The fundamental issue of trust or trustworthiness breaks down to whether a remote platform behaves in a reliable and predictable manner or will be (or already has been) subject to subversion. A key challenge in this context is to establish and manage trust between entities, starting from bi-lateral interactions between two single system components and continuing as such systems get connected to ever larger entities. But how can we make sound statements on the security properties of single systems and transfer this to statements on the security properties of such hierarchical compositions of systems? Therefore, a holistic, integrated approach with end-to-end capabilities covering device integrity and trust, security management of data, software and timely patching as well as threat intelligence is necessary.
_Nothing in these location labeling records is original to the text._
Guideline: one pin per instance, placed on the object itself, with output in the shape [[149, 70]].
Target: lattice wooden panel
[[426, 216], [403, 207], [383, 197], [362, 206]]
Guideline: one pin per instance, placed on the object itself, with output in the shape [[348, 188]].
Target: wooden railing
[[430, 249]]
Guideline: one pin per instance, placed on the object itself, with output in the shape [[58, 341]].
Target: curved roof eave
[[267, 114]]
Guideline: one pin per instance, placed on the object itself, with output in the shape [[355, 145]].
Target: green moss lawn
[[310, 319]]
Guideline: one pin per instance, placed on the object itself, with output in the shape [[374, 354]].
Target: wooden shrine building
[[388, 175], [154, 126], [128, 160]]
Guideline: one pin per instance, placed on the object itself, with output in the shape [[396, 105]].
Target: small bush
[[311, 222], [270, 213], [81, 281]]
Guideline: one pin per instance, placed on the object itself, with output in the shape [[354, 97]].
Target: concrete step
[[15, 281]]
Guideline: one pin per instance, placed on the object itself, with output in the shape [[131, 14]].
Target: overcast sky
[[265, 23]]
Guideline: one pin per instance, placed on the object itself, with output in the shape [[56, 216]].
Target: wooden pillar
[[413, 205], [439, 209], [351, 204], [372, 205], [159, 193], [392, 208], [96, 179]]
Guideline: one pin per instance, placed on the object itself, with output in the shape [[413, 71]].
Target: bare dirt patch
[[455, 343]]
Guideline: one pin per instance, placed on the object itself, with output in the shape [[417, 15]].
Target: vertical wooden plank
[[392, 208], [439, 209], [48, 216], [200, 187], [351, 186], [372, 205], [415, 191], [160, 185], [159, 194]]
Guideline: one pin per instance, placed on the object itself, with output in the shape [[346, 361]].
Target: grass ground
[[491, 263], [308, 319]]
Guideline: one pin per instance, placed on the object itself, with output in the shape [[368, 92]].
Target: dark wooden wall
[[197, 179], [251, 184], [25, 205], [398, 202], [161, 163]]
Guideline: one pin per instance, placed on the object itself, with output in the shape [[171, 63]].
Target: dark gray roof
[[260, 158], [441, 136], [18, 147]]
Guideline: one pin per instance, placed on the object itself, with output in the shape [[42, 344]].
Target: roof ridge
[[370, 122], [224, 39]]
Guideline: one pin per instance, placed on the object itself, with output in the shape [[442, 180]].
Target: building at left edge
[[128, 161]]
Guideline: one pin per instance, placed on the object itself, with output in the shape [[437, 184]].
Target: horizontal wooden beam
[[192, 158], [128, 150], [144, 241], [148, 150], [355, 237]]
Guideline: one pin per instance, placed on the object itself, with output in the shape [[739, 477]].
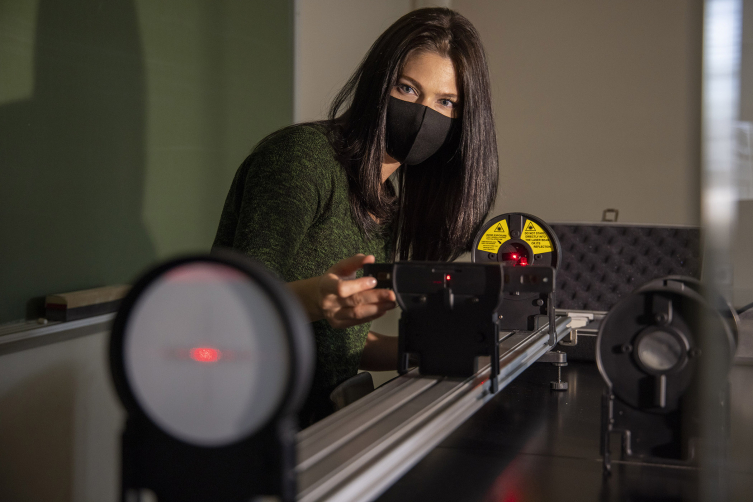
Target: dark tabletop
[[533, 444]]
The objective of this research project is to engage the paramount need for a unified and scalable security overlay mesh network capable of encompassing both security and trust in current and emerging “Systems-Of-Systems” (SoS). This includes, but is not limited, to building security architectures that allow a given system to automatically detect whether it is under attack – and therefore intensify its protection mechanisms. To this end, the focus will be towards designing and developing cryptographically secure and scalable attestation mechanisms for enhancing the overall security and privacy posture of deployed edge devices as well as verifying the integrity of deployed software-based services.
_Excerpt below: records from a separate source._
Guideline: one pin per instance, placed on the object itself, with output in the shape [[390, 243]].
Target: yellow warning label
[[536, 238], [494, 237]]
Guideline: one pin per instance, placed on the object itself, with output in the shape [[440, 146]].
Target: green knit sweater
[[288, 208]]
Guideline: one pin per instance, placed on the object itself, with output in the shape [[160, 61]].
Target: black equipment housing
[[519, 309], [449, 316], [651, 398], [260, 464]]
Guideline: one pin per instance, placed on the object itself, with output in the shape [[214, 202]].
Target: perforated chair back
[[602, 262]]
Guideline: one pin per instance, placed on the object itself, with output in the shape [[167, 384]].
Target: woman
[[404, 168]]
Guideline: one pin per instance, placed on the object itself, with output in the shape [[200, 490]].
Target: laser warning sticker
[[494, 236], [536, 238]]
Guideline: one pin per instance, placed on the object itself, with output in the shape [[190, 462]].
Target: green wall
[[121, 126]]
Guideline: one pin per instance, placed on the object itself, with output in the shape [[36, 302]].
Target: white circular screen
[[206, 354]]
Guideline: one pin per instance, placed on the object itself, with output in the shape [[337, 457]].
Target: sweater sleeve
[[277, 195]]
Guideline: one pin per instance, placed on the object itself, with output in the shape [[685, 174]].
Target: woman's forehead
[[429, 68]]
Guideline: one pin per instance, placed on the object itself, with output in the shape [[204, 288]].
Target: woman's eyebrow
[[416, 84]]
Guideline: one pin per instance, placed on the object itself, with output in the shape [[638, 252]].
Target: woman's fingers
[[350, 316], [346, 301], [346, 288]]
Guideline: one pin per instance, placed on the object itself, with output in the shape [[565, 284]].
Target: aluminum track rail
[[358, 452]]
The conducted research will, in addition to incorporating modern crypto approaches, advance the state-of-the-art in security, privacy and trust by investigating the integration of trusted computing techniques towards providing enhanced operational assurance. More explicitly, it will explore the use of secure elements – such as Trusted Platform Modules (TPMs) and the underlying TCG Software Stack (TSS) – for shifting the trust from the back-end infrastructure to the edge in order to create strong “chains of trust” with verifiable evidence on the correctness of the devices’ execution. Towards this direction, a detailed investigation will be conducted to correctly define and investigate hybrid layered attestation approaches for enabling the collective attestation of edge devices. This will include the design of advanced attestation enablers such as Direct Anonymous Attestation (DAA) and control- and information-flow attestation mechanisms.